Gedung KPK. (Foto istimewa).

Jakarta, Akuratnews.com - Komisi Pemberantasan Korupsi (KPK) mengaku kekurangan tenaga jaksa untuk ditempatkan di Direktorat Penuntutan KPK. Jumlah jaksa di lembaga antirasuah hanya sekitar puluhan, tak sebanding dengan beban kerja yang tengah ditangani.

"Khusus di penuntutan kurang lebih ada 67 orang (jaksa) adapun disesuaikan dengan bebean kerja idealnya 80 orang," kata Pelaksana tugas (Plt) Juru Bicara Bidang Penindakan KPK, Ali Fikri, di Gedung Merah Putih KPK, Jakarta Selatan, Senin (3/2).

Bahkan, lanjut Fikri, Direktorat Jaksa Eksekutor juga kekurangan jaksa. Karena itu, pihaknya menarik enam orang jaksa dari Kejaksaan Agung (Kejagung). Namun, keenam jaksa itu masih harus melakukan tahap seleksi untuk ditempatkan di lembaga antirasuah itu.

"Jika dihitung dari 80 orang itu, kurangnya 13, ditambah 6 yang diseleksi. Tetapi tidak tahu berapa yang diterima," ucap dia.

Pihaknya juga telah berkoordinasi dengan Jaksa Agung ST Burhanuddin untuk menyiapkan tenaga jaksa untuk dipekerjakan di KPK. Fikri menyebut Korps Adhyaksa itu telah siap untuk mengirim tenaga terbaik untuk ditempatkan di KPK.

"Jaksa Agung siap mengirimkan SDM-nya untuk memenuhi Direktorat Penuntutan KPK, dan di direktorat lain seperti di Direktorat Jaksa Eksekutor, yang masih kekurangan 19 orang tentunya nanti akan dilakukan seleksi di tahap selanjutnya," papar Fikri.

Sebelumnya, KPK tengah melakukan proses seleksi untuk jaksa penuntut umum (JPU) yang ditinggalkan oleh Yadyn Palebangan dan Sugeng.

Setidaknya terdapat enam calon JPU yang tengah mengikuti rangkaian proses seleksi tahap akhir yang digelar pekan lalu.

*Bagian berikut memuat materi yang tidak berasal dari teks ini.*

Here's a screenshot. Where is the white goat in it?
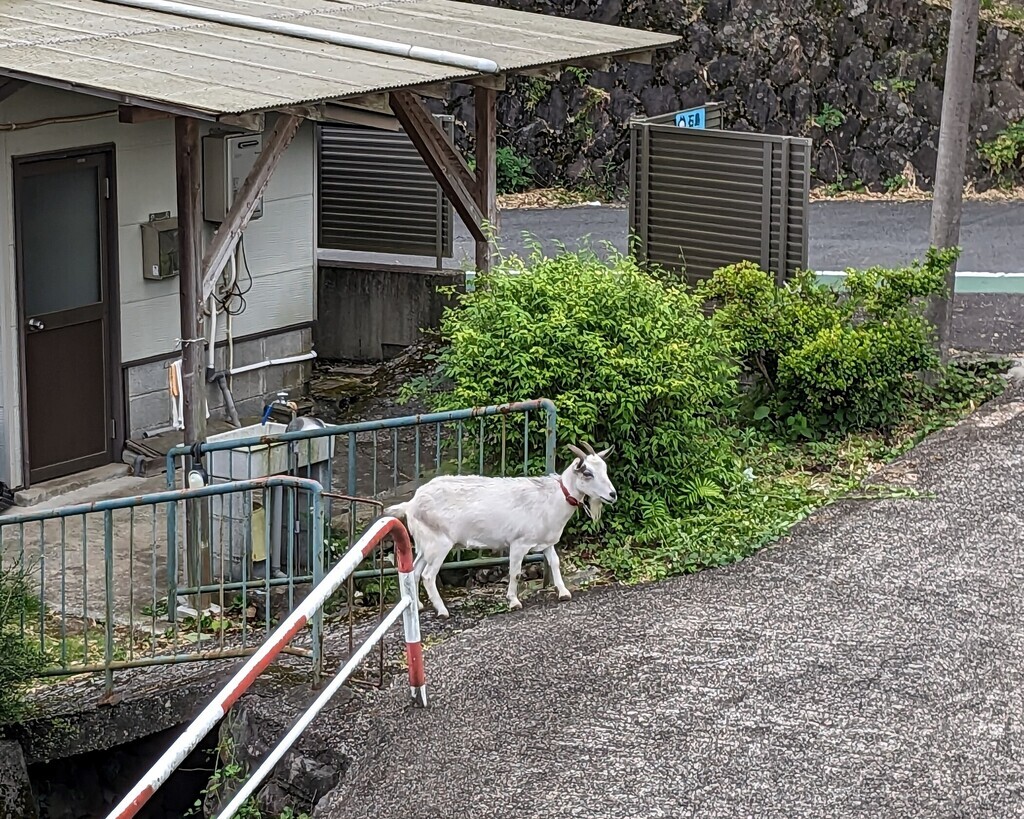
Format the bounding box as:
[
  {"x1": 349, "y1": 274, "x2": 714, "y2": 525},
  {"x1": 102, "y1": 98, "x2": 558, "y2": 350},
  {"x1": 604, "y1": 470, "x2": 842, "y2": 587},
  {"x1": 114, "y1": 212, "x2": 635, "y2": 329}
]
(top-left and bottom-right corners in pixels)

Namun, KPK enggan menyebut lebih detail identitas pelamar JPU Muda KPK itu.

Dari dokumen panggilan, yang didapat, untuk mengikuti tes kesehatan dan wawancara unit kerja bagi calon pegawai negeri yang di pekerjakan di KPK, terdapat enam nama berasal dari Kejaksaan Agung (Kejagung), yakni: Andry Lesmana selaku Kepala Seksi Tindak Pidana Umum, Eko Wahyu Prayotno selaku Kasi Tindak Pidana Khusus Kejari Nganjuk, Januar Dwi Nugroho selaku anggota Satgassus P3TPK, Tonny Frenky Pangaribuan selaku jaksa fungsional, Surya Dharma Tanjung selaku jaksa fungsional pidana khusus Kejati Riau, dan Yoyok Fiter Haiti Fewu selaku Kasi Pengelolaan Barang Bukti dan Barang Rampasan Kejari Pagar Alam.

Surat tersebut ditandatangani oleh Sekretaris Jendral KPK Cahya H. Harefa pada 28 Januari 2020.